This article was originally published on bmf-tech.com.
Overview
This post summarizes transaction anomalies in MySQL. The MySQL version assumed is 8 series.
Test Environment
The environment used for testing is prepared with docker-compose. (Although it's just one container, so you don't necessarily need to use compose...)
.
├── docker-compose.yml
└── initdb.d
└── 1_schema.sql
docker-compose.yml
version: '3'
services:
mysql:
image: mysql:8.0.33
environment:
MYSQL_ROOT_PASSWORD: password
MYSQL_DATABASE: example
TZ: "Asia/Tokyo"
command: mysqld
ports:
- 3306:3306
volumes:
- ./initdb.d:/docker-entrypoint-initdb.d
1_schema.sql
CREATE DATABASE IF NOT EXISTS example;
DROP TABLE IF EXISTS `users`;
CREATE TABLE `users` (
`id` int(11) UNSIGNED NOT NULL AUTO_INCREMENT PRIMARY KEY,
`name` varchar(255) NOT NULL UNIQUE
) ENGINE = InnoDB DEFAULT CHARSET = utf8;
You can prepare a MySQL 8 series container with docker compose up.

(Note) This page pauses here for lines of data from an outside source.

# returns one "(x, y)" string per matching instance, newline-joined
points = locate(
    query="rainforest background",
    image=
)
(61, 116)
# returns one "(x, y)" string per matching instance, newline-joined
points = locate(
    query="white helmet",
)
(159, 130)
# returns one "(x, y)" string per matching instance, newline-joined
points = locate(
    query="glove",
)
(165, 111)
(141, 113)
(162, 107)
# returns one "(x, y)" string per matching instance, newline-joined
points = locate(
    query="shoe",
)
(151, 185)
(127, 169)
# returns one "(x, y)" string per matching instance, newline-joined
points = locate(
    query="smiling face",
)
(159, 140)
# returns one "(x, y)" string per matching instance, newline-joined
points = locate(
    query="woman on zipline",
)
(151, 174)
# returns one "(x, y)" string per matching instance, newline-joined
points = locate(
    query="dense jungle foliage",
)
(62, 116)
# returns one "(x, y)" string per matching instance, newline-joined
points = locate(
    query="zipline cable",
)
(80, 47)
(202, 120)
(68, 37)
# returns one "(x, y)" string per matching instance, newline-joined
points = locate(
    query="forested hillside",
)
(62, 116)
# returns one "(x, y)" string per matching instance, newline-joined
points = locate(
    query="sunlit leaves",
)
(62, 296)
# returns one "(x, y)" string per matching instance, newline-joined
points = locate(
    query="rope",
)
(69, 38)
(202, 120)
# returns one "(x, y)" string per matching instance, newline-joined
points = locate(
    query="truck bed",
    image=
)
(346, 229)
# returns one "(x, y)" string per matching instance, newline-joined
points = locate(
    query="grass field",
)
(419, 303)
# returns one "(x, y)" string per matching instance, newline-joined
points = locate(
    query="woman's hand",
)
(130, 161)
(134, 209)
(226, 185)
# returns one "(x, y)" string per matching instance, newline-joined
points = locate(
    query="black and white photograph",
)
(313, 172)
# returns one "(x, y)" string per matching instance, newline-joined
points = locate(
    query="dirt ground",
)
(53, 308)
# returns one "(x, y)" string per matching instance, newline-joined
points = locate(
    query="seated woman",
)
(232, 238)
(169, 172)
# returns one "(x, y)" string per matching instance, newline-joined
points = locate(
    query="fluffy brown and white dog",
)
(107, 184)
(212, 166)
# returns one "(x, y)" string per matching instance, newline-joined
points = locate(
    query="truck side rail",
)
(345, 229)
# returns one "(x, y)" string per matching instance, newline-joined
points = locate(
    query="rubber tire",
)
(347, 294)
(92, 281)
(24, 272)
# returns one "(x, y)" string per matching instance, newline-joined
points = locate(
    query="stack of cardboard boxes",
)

Transaction Isolation Levels
MySQL's InnoDB provides four transaction isolation levels as defined by the ANSI/ISO SQL standard.
| Isolation Level | Dirty Read | Inconsistent Read | Lost Update | Phantom Read |
|---|---|---|---|---|
| READ UNCOMMITTED | ○ | ○ | ○ | ○ |
| READ COMMITTED | × | ○ | ○ | ○ |
| REPEATABLE READ※1 | × | × | ○ | ○※ |
| SERIALIZABLE | × | × | × | × |
※1 REPEATABLE READ is the default in MySQL.
※2 Although marked as ○ above, MySQL is designed to prevent phantom reads in REPEATABLE READ.
The transaction isolation level ranges from READ UNCOMMITTED, the lowest, to SERIALIZABLE, the highest. The above table is ordered from lowest to highest. Generally, the higher the isolation, the lower the performance tends to be.
For more on transactions, see Transaction Overview.
Anomalies
Let's reproduce transaction anomalies in MySQL.
An anomaly refers to "unexpected results or inconsistencies arising from transaction isolation levels or processing order."
There are anomalies defined by ANSI SQL standards or ISO/IEC 9075, and there are various others besides those discussed here.
Inconsistent read is not defined by those standards. (I couldn't find where it is defined...)
Transactions are denoted as TX. Numbers are used to distinguish multiple transactions (e.g., TX1, TX2).
Dirty Read
Dirty read is a phenomenon where TX1 reads data from TX2 before TX2 commits.
Test
All sessions are conducted with READ UNCOMMITTED.
mysql> SET SESSION TRANSACTION ISOLATION LEVEL READ UNCOMMITTED;
- Start transactions in TX1 and TX2
// TX1
mysql> START TRANSACTION;
// TX2
mysql> START TRANSACTION;
- Add data in TX2
// TX2
mysql> INSERT INTO users(name) VALUES('foo');
Data is added in TX2, but not committed.
- Read data again in TX1
// TX1
mysql> SELECT * FROM users; // 1 row in set
TX1 reads data from TX2 before TX2 commits.
Inconsistent Read
Inconsistent read is a phenomenon where the data being read lacks consistency.
Refer to Various Anomalies#Inconsistent Read Anomaly.
I wasn't sure about the exact definition, so my understanding might be questionable...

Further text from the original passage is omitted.